David Lee Bakenhaster (March 5, 1945 – July 30, 2014) was an American professional baseball pitcher who appeared in two games in Major League Baseball as a member of the St. Louis Cardinals. Born in Columbus, Ohio, and raised in nearby Dublin, he threw and batted right-handed and was listed as 5 ft 10 in tall and 168 lb.

Bakenhaster signed with the Cardinals for a $40,000 bonus in 1963 after he graduated from Dublin Coffman High School. The Cardinals protected him from the first-year player draft by putting him on their 25-man MLB roster for 1964. But he would appear in only two games and hurl only three full innings as a Redbird.
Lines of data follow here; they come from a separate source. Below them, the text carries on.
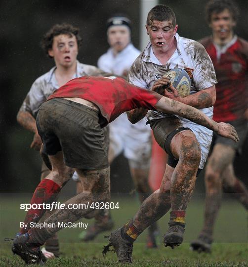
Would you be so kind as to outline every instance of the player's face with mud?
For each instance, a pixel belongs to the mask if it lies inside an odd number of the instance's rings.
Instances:
[[[225,40],[231,37],[236,22],[229,10],[226,9],[220,13],[213,13],[211,17],[209,26],[212,28],[214,36]]]
[[[153,20],[146,28],[153,48],[156,51],[166,52],[173,46],[177,25],[174,27],[171,21]]]
[[[112,26],[108,29],[107,35],[109,45],[117,53],[130,43],[130,30],[125,26]]]
[[[54,58],[56,65],[68,68],[76,63],[78,53],[76,37],[61,34],[53,38],[52,48],[48,51]]]

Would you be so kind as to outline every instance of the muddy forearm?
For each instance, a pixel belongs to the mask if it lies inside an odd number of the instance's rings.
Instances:
[[[128,120],[135,124],[143,119],[147,113],[148,110],[143,108],[135,108],[126,112]]]
[[[218,132],[218,126],[216,122],[196,108],[183,104],[183,106],[179,109],[177,113],[175,112],[175,114],[186,118],[197,124],[203,125],[214,132]]]
[[[37,132],[36,121],[33,115],[28,111],[19,111],[16,119],[24,128],[35,134]]]
[[[178,100],[186,105],[196,108],[205,108],[211,107],[214,104],[215,99],[215,88],[213,86],[185,97],[180,97]]]

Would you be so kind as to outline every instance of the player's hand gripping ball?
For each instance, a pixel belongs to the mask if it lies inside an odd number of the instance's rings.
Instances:
[[[173,69],[166,72],[163,77],[169,79],[170,85],[176,89],[178,94],[181,97],[189,95],[191,87],[190,78],[184,69]],[[168,87],[166,89],[168,91],[170,90]]]

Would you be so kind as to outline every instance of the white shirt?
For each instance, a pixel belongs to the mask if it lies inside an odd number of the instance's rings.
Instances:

He made his major-league debut at the age of 19 on June 20, 1964, at Busch Stadium. He entered a contest against the San Francisco Giants in a low-leverage situation, with St. Louis trailing 10–1 in the eighth inning. Bakenhaster allowed six hits and four unearned runs in two full innings as the Giants rolled, 14–3. One month and two days later, on July 22, he appeared in his second and last MLB game, another one-sided home game, this time against the Pittsburgh Pirates. Bakenhaster again worked the ninth inning, allowing a two-run home run to Bill Mazeroski and surrendering the final two runs in an eventual 13–2 Pittsburgh romp.

The Cardinals then sent Bakenhaster to the minor leagues for the remainder of 1964; he escaped the first-year player draft but never returned to the majors. He missed the 1968 season while serving in the military, and retired from the game after the 1970 season. In his brief MLB career, he posted a 0–0 won–lost record and a 6.00 earned run average, with nine hits and one base on balls in three full innings pitched. He did not record a strikeout.

After leaving baseball, Bakenhaster worked for 34 years in a warehouse operated by Exel Logistics, serving the Nabisco Brands Food Company in Columbus, Ohio. In 1975, he married the former Carolyn Harr. In 2002, he was elected to the inaugural class for the Dublin Coffman High School Athletic Hall of Fame.